Productive creative period
After its premiere, Humperdinck's melodrama "Königskinder" was performed on over 100 stages worldwide.Inspired by the worldwide success of "Hansel and Gretel", Humperdinck devoted himself to composing. He did well in business, creating numerous works of different genres, including songs and chamber music works. His incidental music for the fairy tale play "Königskinder" (1897) by Ernst Rosmer alias Elsa Bernstein attracted a great deal of attention:he developed a new form specifically for this material, the "bound melodrama" as "the most intimate connection between music and language". It required the actors to chant, for which Humperdinck invented his own notation, which, however, did not catch on. Years later, Humperdinck reworked the piece into a full opera, and it had its brilliant premiere in 1910 at the New York Metropolitan Opera.
Humpderdinck in the north:Berlin and Usedom
Humperdinck kept the "little castle" as his summer residence when he was appointed to the Royal Academy of Arts in Berlin at the end of 1900. During his time in Berlin, he created several incidental music for productions under Max Reinhardt, especially for Shakespeare dramas. For the work on the drama "Storm" he and his wife stayed in Heringsdorf in 1906, in the villa "Meeresstern" on the Kulm hill, which is still preserved today, in order to gather impressions of the wind and rough sea.
However, he was no longer granted lasting applause - neither with the fairy tale operas "The Seven Little Geiss" (1895) or "Sleeping Beauty" (1902), nor with the comic opera "The Marriage Against Will" (1905), which was so dear to his heart lay, or with his late comedy "Die Sutretenderin" (1914) and "Gaudeamus" (1919).
Son Wolfram follows in the musical footsteps
In 1911 he suffered his first stroke and was in poor health from then on.

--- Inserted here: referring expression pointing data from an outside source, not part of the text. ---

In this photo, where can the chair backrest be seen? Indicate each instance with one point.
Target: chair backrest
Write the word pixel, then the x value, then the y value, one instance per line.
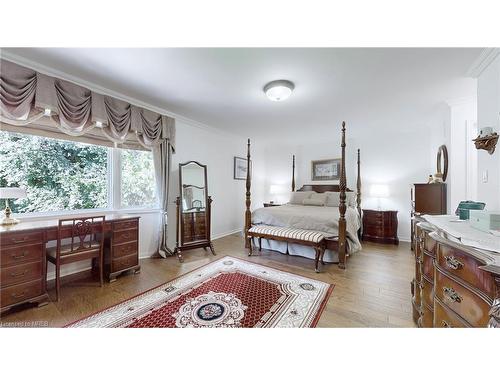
pixel 81 231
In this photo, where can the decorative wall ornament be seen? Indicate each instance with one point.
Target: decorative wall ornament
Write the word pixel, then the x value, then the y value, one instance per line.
pixel 487 142
pixel 323 170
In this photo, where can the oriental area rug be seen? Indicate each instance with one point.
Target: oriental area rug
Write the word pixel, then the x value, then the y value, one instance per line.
pixel 227 293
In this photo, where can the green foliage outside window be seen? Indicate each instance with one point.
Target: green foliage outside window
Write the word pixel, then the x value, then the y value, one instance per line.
pixel 57 175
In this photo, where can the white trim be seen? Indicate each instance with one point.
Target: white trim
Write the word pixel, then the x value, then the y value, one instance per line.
pixel 483 61
pixel 12 57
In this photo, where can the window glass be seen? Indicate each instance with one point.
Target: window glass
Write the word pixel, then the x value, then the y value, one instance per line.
pixel 57 175
pixel 138 188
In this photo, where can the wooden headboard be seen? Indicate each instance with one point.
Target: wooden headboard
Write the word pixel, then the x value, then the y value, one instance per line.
pixel 321 188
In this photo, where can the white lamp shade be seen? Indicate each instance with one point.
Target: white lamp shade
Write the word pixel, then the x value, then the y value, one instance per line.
pixel 277 189
pixel 10 193
pixel 379 191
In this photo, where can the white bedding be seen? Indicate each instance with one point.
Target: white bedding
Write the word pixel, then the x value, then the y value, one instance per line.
pixel 322 219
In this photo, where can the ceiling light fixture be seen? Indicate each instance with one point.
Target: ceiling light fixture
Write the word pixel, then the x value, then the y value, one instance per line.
pixel 280 90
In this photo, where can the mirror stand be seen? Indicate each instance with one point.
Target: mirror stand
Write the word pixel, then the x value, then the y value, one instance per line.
pixel 193 209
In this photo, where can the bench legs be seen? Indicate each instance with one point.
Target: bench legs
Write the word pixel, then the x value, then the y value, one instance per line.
pixel 320 252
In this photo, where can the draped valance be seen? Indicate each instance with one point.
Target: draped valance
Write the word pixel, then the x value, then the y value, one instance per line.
pixel 28 98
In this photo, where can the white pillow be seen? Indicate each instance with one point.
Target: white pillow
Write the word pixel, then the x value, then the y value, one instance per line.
pixel 299 196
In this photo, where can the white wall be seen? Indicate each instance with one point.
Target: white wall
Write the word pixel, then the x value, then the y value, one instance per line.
pixel 488 114
pixel 216 150
pixel 396 159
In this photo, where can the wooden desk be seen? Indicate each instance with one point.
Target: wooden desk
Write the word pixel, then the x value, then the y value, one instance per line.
pixel 23 272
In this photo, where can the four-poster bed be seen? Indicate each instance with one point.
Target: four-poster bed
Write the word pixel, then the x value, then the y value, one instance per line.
pixel 308 227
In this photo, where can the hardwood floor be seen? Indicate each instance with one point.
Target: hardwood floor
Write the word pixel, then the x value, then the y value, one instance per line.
pixel 374 290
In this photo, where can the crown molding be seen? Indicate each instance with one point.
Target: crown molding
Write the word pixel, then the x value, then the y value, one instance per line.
pixel 9 56
pixel 483 61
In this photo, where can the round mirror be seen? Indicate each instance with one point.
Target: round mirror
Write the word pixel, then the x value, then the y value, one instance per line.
pixel 442 162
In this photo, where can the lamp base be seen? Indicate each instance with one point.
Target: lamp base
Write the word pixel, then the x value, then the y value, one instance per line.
pixel 8 221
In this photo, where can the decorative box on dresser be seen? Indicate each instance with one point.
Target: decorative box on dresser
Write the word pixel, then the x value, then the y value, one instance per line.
pixel 380 226
pixel 22 268
pixel 464 290
pixel 122 248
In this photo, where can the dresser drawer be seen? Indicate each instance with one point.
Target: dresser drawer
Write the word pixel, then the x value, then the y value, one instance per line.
pixel 446 318
pixel 427 293
pixel 124 236
pixel 21 273
pixel 14 255
pixel 466 268
pixel 126 224
pixel 124 249
pixel 467 304
pixel 21 238
pixel 428 266
pixel 21 292
pixel 426 320
pixel 123 263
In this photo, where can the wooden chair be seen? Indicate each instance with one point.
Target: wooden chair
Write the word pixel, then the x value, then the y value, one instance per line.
pixel 87 242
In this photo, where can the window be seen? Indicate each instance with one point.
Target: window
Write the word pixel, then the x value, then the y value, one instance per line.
pixel 138 187
pixel 65 175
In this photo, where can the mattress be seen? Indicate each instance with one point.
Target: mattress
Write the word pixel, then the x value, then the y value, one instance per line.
pixel 319 218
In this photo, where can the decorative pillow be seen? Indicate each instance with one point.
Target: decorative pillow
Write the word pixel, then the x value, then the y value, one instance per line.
pixel 333 199
pixel 313 202
pixel 299 196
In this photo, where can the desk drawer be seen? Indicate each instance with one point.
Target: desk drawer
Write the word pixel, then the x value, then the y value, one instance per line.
pixel 20 238
pixel 123 263
pixel 14 255
pixel 126 224
pixel 21 273
pixel 445 317
pixel 466 268
pixel 124 236
pixel 125 249
pixel 467 304
pixel 427 292
pixel 20 293
pixel 428 266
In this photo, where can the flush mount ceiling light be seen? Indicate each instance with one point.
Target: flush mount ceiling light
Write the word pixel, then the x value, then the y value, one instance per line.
pixel 280 90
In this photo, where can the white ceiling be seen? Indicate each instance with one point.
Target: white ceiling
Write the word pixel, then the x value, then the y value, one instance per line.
pixel 377 88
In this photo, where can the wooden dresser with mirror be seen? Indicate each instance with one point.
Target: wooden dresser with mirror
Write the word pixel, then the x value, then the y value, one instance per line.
pixel 193 209
pixel 455 285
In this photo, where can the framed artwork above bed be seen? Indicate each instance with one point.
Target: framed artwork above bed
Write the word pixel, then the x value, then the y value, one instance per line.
pixel 325 170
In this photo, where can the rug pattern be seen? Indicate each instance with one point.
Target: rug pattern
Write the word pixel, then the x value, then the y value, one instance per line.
pixel 226 293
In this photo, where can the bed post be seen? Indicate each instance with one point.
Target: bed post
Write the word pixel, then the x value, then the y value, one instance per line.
pixel 358 191
pixel 342 205
pixel 248 213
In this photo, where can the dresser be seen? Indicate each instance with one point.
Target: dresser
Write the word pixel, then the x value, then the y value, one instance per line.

The death of his wife five years later hit him hard. In 1920 Humperdinck retired. His heart was in the Rhineland, but he didn't come back:During a visit to Neustrelitz, where his son Wolfram Weber's "Freischütz" was being staged, he suffered another stroke. The next day, on September 27, 1921, Engelbert Humperdinck died. The composer received an honorary grave of the city of Berlin on the Südwestkirchhof in Stahnsdorf.
Aftermath and Rediscovery
Engelbert Humperdinck left the composition "Remembrance" to his sister Ernestine in a poetry album in 1871.Recently, Humperdinck's work between romanticism and modernity, apart from fairy tales and folk songs, has been rediscovered. "Remembrance", a musical notation from his sister Ernestine's poetry album, is the second oldest surviving work by Engelbert Humperdinck. Hinrich Alpers has freshly recorded the little piano piece:a light, sweet melody - less Wagner, more Mozart.
And another person discovered the German composer for himself - but he was particularly fascinated by the bizarre-sounding name:Pop singer Arnold Dorsey made a worldwide career in the 1970s under the pseudonym Engelbert Humperdinck. In Germany, the Schlagerbarden is known as Engelbert.